A study from a 2011 study discovered that the combination between tomato paste and olive oils shielded against sun-induced damage and also increased the production of pro-collagen which is a molecule that gives skin its shape and helps keep it firm and youthful. Researchers think that the presence of lycopene found in tomatoes is the key ingredient. It’s highest in concentration after cooking tomatoes and olive oil enhances the absorption of lycopene from the digestive tract into the bloodstream.

Guard against cancer

The results of studies conducted on the observational side have shown links between the star compound lycopene and stomach cancers.

How can you reap the benefits of tomatoes?

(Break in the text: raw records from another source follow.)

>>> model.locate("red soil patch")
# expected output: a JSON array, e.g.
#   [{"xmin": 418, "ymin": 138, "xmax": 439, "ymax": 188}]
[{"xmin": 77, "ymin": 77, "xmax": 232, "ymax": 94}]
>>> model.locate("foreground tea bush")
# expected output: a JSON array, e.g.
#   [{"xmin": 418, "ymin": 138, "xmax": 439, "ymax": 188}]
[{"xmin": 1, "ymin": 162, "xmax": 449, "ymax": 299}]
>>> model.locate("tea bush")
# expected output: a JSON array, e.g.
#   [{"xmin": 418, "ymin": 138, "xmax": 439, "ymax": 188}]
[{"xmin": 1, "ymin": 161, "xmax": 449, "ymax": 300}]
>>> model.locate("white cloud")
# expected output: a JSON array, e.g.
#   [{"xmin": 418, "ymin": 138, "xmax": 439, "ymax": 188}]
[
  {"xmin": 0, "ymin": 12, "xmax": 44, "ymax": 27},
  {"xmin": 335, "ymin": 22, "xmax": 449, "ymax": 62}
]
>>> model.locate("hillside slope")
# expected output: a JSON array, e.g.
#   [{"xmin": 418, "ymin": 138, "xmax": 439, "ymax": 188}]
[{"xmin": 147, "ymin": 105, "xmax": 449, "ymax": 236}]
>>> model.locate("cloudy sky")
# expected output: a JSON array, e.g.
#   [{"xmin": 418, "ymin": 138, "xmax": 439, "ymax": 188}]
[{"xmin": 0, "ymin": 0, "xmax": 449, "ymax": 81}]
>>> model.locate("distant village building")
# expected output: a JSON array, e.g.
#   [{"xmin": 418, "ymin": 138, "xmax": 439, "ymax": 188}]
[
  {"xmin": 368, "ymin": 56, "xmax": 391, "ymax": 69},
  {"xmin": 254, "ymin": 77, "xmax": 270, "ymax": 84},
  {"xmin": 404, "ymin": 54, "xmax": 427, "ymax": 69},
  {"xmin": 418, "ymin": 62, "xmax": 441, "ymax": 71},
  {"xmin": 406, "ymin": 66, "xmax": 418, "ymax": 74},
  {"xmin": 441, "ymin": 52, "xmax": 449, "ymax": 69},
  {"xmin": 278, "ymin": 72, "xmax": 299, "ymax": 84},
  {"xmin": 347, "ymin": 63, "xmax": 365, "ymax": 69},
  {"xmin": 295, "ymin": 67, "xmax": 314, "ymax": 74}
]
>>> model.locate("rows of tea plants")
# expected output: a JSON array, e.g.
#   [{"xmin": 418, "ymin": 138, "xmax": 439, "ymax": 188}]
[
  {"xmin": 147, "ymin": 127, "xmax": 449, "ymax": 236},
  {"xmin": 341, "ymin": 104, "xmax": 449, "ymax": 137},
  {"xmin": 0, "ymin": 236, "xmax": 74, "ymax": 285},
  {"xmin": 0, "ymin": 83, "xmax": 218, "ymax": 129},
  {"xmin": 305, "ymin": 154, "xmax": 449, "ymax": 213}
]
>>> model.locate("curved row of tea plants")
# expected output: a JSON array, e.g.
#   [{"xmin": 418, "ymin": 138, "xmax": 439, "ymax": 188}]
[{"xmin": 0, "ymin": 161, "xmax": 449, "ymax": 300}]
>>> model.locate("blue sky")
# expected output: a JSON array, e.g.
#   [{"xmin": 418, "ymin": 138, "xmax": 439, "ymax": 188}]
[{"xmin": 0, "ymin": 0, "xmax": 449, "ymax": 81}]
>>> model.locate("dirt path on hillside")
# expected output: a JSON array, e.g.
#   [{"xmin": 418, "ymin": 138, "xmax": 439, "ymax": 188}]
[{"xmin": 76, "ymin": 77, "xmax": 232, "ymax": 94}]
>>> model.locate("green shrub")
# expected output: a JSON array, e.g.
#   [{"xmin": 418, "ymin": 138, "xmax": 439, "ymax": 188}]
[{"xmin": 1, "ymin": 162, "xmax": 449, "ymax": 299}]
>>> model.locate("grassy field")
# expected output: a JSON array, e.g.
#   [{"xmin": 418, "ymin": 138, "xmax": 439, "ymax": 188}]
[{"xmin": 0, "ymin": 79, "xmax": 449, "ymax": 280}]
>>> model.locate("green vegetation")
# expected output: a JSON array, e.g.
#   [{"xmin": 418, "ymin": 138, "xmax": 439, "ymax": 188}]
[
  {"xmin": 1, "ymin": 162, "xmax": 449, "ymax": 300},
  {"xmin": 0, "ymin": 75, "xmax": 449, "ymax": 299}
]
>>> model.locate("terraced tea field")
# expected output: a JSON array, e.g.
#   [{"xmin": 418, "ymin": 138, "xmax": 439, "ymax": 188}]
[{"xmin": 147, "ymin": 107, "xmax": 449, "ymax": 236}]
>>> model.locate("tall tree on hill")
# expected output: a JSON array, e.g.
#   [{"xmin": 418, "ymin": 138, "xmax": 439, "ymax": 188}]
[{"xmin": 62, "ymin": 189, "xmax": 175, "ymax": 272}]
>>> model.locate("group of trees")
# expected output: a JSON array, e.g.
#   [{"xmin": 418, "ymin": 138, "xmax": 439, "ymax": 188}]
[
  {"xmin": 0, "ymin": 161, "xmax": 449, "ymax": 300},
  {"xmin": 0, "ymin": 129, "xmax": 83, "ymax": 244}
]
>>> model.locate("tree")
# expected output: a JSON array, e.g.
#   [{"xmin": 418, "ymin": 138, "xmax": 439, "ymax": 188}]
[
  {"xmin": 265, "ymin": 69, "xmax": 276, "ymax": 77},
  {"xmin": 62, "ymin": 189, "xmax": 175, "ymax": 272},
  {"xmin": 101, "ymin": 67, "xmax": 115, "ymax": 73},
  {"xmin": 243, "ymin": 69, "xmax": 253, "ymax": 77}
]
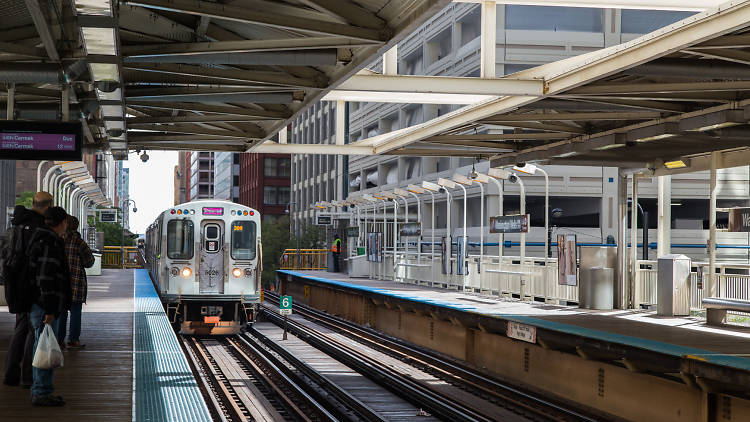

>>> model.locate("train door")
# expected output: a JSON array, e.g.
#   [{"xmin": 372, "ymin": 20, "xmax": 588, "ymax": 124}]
[{"xmin": 199, "ymin": 221, "xmax": 224, "ymax": 294}]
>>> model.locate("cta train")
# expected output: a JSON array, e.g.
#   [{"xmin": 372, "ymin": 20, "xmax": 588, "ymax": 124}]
[{"xmin": 143, "ymin": 200, "xmax": 262, "ymax": 335}]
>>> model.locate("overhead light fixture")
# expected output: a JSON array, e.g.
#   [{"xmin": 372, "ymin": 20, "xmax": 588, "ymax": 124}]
[
  {"xmin": 627, "ymin": 122, "xmax": 680, "ymax": 142},
  {"xmin": 487, "ymin": 168, "xmax": 510, "ymax": 180},
  {"xmin": 513, "ymin": 163, "xmax": 536, "ymax": 176},
  {"xmin": 422, "ymin": 180, "xmax": 440, "ymax": 192},
  {"xmin": 406, "ymin": 185, "xmax": 425, "ymax": 194},
  {"xmin": 453, "ymin": 173, "xmax": 473, "ymax": 186},
  {"xmin": 664, "ymin": 160, "xmax": 687, "ymax": 170},
  {"xmin": 438, "ymin": 177, "xmax": 456, "ymax": 189},
  {"xmin": 679, "ymin": 109, "xmax": 748, "ymax": 132}
]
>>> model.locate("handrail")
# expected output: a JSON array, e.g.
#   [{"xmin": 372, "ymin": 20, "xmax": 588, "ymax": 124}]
[{"xmin": 279, "ymin": 249, "xmax": 328, "ymax": 271}]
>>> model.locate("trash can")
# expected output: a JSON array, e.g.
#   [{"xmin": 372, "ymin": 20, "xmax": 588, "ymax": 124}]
[
  {"xmin": 656, "ymin": 254, "xmax": 691, "ymax": 316},
  {"xmin": 587, "ymin": 267, "xmax": 615, "ymax": 310},
  {"xmin": 86, "ymin": 251, "xmax": 102, "ymax": 276}
]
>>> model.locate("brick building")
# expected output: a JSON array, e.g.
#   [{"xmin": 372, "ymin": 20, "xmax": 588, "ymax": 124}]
[{"xmin": 239, "ymin": 154, "xmax": 291, "ymax": 219}]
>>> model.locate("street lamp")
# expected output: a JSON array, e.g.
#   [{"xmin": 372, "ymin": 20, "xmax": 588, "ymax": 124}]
[{"xmin": 120, "ymin": 198, "xmax": 138, "ymax": 268}]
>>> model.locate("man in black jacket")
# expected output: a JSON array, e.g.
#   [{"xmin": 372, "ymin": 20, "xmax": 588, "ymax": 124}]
[
  {"xmin": 29, "ymin": 207, "xmax": 72, "ymax": 406},
  {"xmin": 3, "ymin": 192, "xmax": 53, "ymax": 388}
]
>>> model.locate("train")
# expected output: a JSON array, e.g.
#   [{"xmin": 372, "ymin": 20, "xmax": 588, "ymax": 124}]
[{"xmin": 143, "ymin": 200, "xmax": 262, "ymax": 335}]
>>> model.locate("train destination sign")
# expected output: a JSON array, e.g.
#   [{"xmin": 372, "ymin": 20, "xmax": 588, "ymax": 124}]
[
  {"xmin": 490, "ymin": 214, "xmax": 529, "ymax": 233},
  {"xmin": 203, "ymin": 207, "xmax": 224, "ymax": 216},
  {"xmin": 0, "ymin": 120, "xmax": 83, "ymax": 161}
]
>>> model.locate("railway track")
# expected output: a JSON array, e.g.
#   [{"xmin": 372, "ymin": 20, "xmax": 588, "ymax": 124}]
[
  {"xmin": 181, "ymin": 336, "xmax": 338, "ymax": 422},
  {"xmin": 264, "ymin": 292, "xmax": 600, "ymax": 421}
]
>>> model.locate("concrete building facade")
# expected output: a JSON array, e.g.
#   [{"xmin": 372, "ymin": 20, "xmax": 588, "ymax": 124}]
[{"xmin": 291, "ymin": 3, "xmax": 750, "ymax": 260}]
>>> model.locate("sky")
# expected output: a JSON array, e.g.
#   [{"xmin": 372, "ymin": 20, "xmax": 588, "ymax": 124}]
[{"xmin": 124, "ymin": 151, "xmax": 177, "ymax": 234}]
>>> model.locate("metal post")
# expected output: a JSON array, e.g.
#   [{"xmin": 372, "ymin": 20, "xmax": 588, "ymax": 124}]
[
  {"xmin": 490, "ymin": 177, "xmax": 505, "ymax": 269},
  {"xmin": 615, "ymin": 174, "xmax": 628, "ymax": 309},
  {"xmin": 708, "ymin": 151, "xmax": 720, "ymax": 297},
  {"xmin": 656, "ymin": 176, "xmax": 672, "ymax": 259},
  {"xmin": 636, "ymin": 174, "xmax": 638, "ymax": 309},
  {"xmin": 36, "ymin": 160, "xmax": 49, "ymax": 192},
  {"xmin": 518, "ymin": 177, "xmax": 531, "ymax": 300},
  {"xmin": 409, "ymin": 191, "xmax": 422, "ymax": 264},
  {"xmin": 479, "ymin": 0, "xmax": 497, "ymax": 78},
  {"xmin": 393, "ymin": 198, "xmax": 398, "ymax": 282},
  {"xmin": 444, "ymin": 187, "xmax": 458, "ymax": 281}
]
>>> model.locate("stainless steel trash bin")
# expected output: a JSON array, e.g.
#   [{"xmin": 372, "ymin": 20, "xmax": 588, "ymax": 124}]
[
  {"xmin": 656, "ymin": 254, "xmax": 691, "ymax": 316},
  {"xmin": 587, "ymin": 267, "xmax": 615, "ymax": 309}
]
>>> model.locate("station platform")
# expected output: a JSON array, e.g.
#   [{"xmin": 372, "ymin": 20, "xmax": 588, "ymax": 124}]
[
  {"xmin": 278, "ymin": 270, "xmax": 750, "ymax": 420},
  {"xmin": 0, "ymin": 269, "xmax": 211, "ymax": 422}
]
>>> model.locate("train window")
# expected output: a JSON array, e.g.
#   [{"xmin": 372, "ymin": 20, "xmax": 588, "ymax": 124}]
[
  {"xmin": 232, "ymin": 221, "xmax": 257, "ymax": 259},
  {"xmin": 167, "ymin": 220, "xmax": 193, "ymax": 259}
]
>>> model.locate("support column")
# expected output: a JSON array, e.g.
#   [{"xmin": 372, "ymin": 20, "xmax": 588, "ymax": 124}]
[
  {"xmin": 6, "ymin": 84, "xmax": 16, "ymax": 120},
  {"xmin": 614, "ymin": 174, "xmax": 628, "ymax": 309},
  {"xmin": 383, "ymin": 44, "xmax": 398, "ymax": 75},
  {"xmin": 479, "ymin": 0, "xmax": 497, "ymax": 78},
  {"xmin": 708, "ymin": 151, "xmax": 720, "ymax": 297},
  {"xmin": 656, "ymin": 176, "xmax": 672, "ymax": 259},
  {"xmin": 636, "ymin": 174, "xmax": 638, "ymax": 308}
]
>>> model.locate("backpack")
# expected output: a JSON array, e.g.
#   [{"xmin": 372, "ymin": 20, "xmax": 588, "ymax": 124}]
[{"xmin": 0, "ymin": 226, "xmax": 33, "ymax": 313}]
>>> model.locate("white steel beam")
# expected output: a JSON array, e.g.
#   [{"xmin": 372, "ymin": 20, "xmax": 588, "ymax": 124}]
[
  {"xmin": 356, "ymin": 0, "xmax": 750, "ymax": 153},
  {"xmin": 322, "ymin": 89, "xmax": 495, "ymax": 104},
  {"xmin": 479, "ymin": 0, "xmax": 497, "ymax": 78},
  {"xmin": 253, "ymin": 141, "xmax": 374, "ymax": 155},
  {"xmin": 336, "ymin": 75, "xmax": 544, "ymax": 96},
  {"xmin": 125, "ymin": 37, "xmax": 382, "ymax": 57},
  {"xmin": 453, "ymin": 0, "xmax": 726, "ymax": 12},
  {"xmin": 127, "ymin": 0, "xmax": 388, "ymax": 41}
]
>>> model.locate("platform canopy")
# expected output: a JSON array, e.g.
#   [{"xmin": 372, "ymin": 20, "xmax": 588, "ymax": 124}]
[
  {"xmin": 352, "ymin": 1, "xmax": 750, "ymax": 174},
  {"xmin": 0, "ymin": 0, "xmax": 450, "ymax": 156}
]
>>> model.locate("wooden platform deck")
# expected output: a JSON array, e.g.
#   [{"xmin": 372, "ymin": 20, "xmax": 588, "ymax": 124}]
[
  {"xmin": 282, "ymin": 271, "xmax": 750, "ymax": 370},
  {"xmin": 0, "ymin": 270, "xmax": 133, "ymax": 422}
]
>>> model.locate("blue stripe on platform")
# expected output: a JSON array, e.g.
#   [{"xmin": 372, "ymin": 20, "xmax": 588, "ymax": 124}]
[
  {"xmin": 278, "ymin": 270, "xmax": 750, "ymax": 371},
  {"xmin": 133, "ymin": 270, "xmax": 211, "ymax": 422}
]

You can include tomatoes in food in a variety of ways, including dried, fresh, or in sauces or salsa. You can also take advantage of tomatoes all year long.

Fresh tomatoes can be added to salads and omelets and served in slices drizzled with balsamic vinegar and decorated with basil leaves, sea salt, and black pepper that has been cracked. Dress fresh greens and steamed vegetables with pesto made from sundried tomatoes or drizzle it on broiled fish. Serve spaghetti beans or squash with tomato sauce or serve it as a topping to sauteed green beans or potatoes.

Serve salsa with taco salad, and scrambled eggs, or sprinkle it on cooked black beans. Make tomato paste for veggie chili or make hummus with it together with the harissa and garlic Goodbye.

Cynthia Sass, MPH, RD, iHealth iHealth’s nutrition editor, a New York Times best-selling author, and advisor to The New York Yankees and Brooklyn Nets.